Décalage de transmission de la politique monétaire
Selon la recherche de la BCE, une hausse de taux de 50 bp (points de base : 1 bp = 0,01 point de pourcentage) peut réduire l’inflation de 0,2–0,3% en 12–18 mois. Pour l’inflation des services, la transmission (effet qui se diffuse dans l’économie) peut prendre plus de 24 mois. Ce long délai est lié au ton plus strict des membres de la BCE avant d’avoir des résultats d’inflation plus clairs. L’article note aussi qu’un soutien budgétaire plus fort (« fiscal » : dépenses et taxes de l’État) pourrait réduire les craintes sur la croissance quand les banques centrales envisagent de nouvelles hausses de taux, surtout celles proches du niveau neutre (« taux neutre » : taux qui ne stimule ni ne freine l’économie), comme la BCE. Nous observons un ton plus agressif de la Banque centrale européenne, porté par le retour des inquiétudes sur l’inflation. Des données récentes montrant l’inflation en zone euro à 2,8% en février, surtout à cause d’une hausse des coûts de l’énergie, confirment ces craintes. Le marché a réagi en intégrant 40 points de base de hausses de taux pour cette année.Conséquences pour les marchés de taux
Cependant, cette valorisation semble aller trop vite, car notre scénario central envisage toujours une seule hausse possible de taux vers la fin de cette année. Il faut retenir la leçon de 2025 : l’effet complet du cycle de resserrement précédent (« tightening » : hausse des taux et conditions de crédit plus strictes) a mis plus d’un an à se transmettre à l’économie.

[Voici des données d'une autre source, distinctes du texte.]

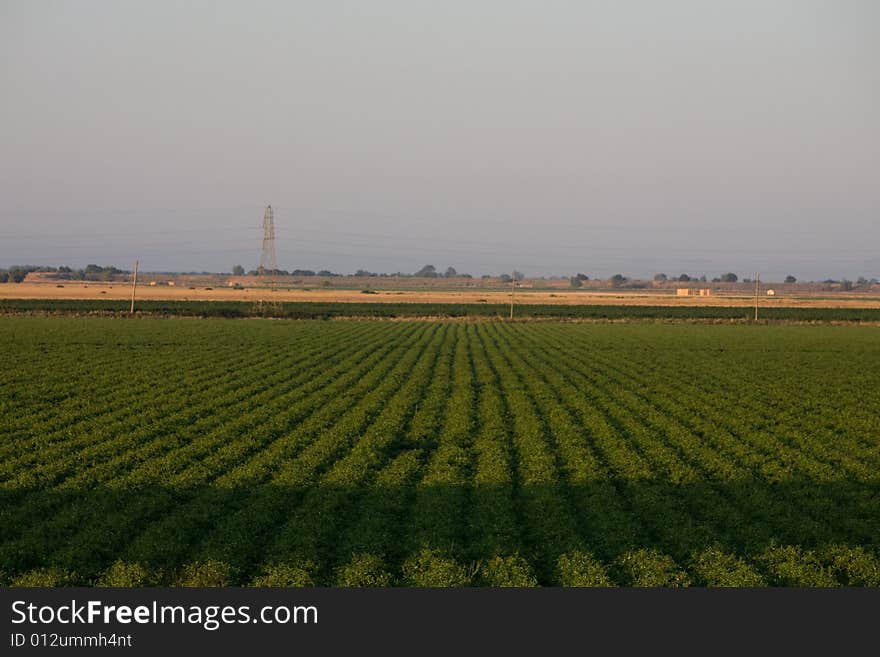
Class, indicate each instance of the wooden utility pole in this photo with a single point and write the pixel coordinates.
(133, 286)
(512, 290)
(757, 285)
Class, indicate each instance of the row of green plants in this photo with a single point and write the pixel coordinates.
(524, 310)
(359, 453)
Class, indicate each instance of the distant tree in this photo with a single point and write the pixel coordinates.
(17, 274)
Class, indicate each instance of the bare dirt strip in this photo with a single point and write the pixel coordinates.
(119, 291)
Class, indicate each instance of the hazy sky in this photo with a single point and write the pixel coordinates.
(550, 136)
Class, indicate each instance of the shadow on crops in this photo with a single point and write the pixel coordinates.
(609, 532)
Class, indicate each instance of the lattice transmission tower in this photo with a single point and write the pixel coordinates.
(268, 262)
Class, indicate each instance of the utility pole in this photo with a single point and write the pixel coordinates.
(512, 290)
(757, 284)
(133, 287)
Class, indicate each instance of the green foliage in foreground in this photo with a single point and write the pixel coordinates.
(357, 453)
(524, 310)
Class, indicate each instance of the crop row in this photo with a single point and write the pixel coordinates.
(363, 453)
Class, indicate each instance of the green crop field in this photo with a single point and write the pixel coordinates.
(360, 453)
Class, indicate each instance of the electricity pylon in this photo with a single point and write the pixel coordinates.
(268, 262)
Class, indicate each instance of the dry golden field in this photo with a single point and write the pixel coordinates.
(92, 290)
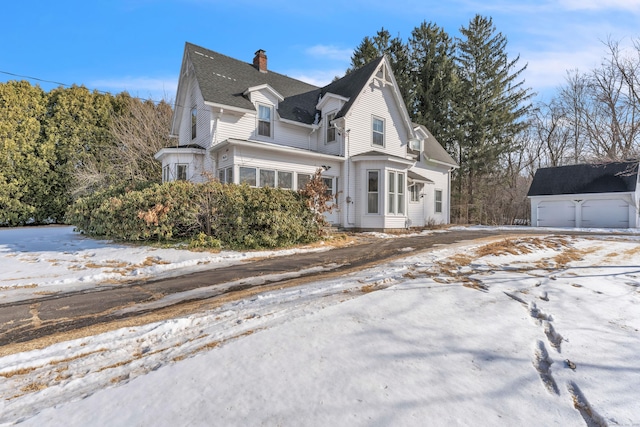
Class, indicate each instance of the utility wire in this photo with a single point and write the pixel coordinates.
(68, 85)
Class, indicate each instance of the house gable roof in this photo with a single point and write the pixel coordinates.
(617, 177)
(433, 150)
(223, 80)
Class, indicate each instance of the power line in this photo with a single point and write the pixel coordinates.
(22, 76)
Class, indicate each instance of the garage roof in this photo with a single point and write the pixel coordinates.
(615, 177)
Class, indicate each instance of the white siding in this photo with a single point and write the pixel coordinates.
(378, 101)
(203, 119)
(605, 213)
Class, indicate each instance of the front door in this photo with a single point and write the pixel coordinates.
(332, 186)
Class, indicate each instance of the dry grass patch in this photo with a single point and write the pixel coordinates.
(29, 286)
(33, 387)
(570, 255)
(632, 251)
(79, 356)
(21, 371)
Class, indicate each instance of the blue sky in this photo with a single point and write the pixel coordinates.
(137, 45)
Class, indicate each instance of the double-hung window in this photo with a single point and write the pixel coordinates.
(265, 114)
(331, 128)
(373, 178)
(166, 175)
(194, 122)
(377, 131)
(285, 180)
(181, 172)
(303, 180)
(395, 201)
(438, 201)
(248, 176)
(416, 191)
(267, 178)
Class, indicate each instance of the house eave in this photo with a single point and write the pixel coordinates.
(438, 162)
(274, 147)
(261, 87)
(383, 158)
(573, 196)
(178, 150)
(229, 107)
(293, 122)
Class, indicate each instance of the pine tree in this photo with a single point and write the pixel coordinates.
(434, 83)
(23, 159)
(490, 108)
(396, 51)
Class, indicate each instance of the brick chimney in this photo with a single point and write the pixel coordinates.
(260, 61)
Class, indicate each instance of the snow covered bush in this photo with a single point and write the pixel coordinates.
(237, 216)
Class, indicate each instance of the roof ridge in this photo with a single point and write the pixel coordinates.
(248, 64)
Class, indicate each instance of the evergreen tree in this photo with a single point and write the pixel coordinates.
(397, 52)
(491, 107)
(434, 84)
(77, 127)
(23, 158)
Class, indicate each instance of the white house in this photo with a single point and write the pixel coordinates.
(242, 123)
(601, 195)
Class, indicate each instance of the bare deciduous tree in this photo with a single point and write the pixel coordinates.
(140, 129)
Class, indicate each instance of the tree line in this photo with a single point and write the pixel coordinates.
(472, 97)
(70, 141)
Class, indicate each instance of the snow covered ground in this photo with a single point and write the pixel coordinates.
(524, 331)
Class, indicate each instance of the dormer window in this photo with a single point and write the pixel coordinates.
(331, 128)
(264, 120)
(377, 131)
(194, 122)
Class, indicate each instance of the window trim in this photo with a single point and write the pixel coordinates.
(330, 129)
(415, 189)
(278, 172)
(376, 192)
(301, 187)
(396, 194)
(186, 171)
(374, 132)
(437, 201)
(194, 122)
(255, 176)
(260, 120)
(267, 172)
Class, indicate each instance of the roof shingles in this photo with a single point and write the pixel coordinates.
(615, 177)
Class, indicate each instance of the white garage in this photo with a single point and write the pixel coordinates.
(556, 213)
(612, 213)
(586, 196)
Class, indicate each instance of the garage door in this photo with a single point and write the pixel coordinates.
(556, 214)
(605, 213)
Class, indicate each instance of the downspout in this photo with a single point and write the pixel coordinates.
(348, 200)
(309, 138)
(449, 196)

Le long délai de transmission des décisions, surtout dans les services, suggère que la BCE tient un discours ferme maintenant pour influencer les attentes bien avant tout geste réel. Pour les traders de produits dérivés (« dérivés » : contrats financiers dont la valeur dépend d’un taux, d’une action, etc.), cela peut créer une occasion de se positionner contre le scénario trop strict du marché dans les prochaines semaines. On peut regarder des swaps de taux d’intérêt (contrats pour échanger un taux variable contre un taux fixe) arrivant à échéance fin 2026, en se positionnant pour recevoir le taux fixe (parier sur des taux plus bas que prévu). Cette stratégie gagnerait si la BCE hausse moins que les 40 points de base actuellement intégrés. Le principal risque pour cette lecture est un virage vers des dépenses publiques plus fortes, ce qui réduirait les risques sur la croissance liés au resserrement monétaire. Des discussions sur de nouvelles mesures budgétaires pour compenser des factures d’énergie élevées, par exemple, pourraient donner à la BCE plus de marge pour monter les taux. Les traders devraient donc surveiller de près les annonces de politique budgétaire des grands gouvernements de la zone euro.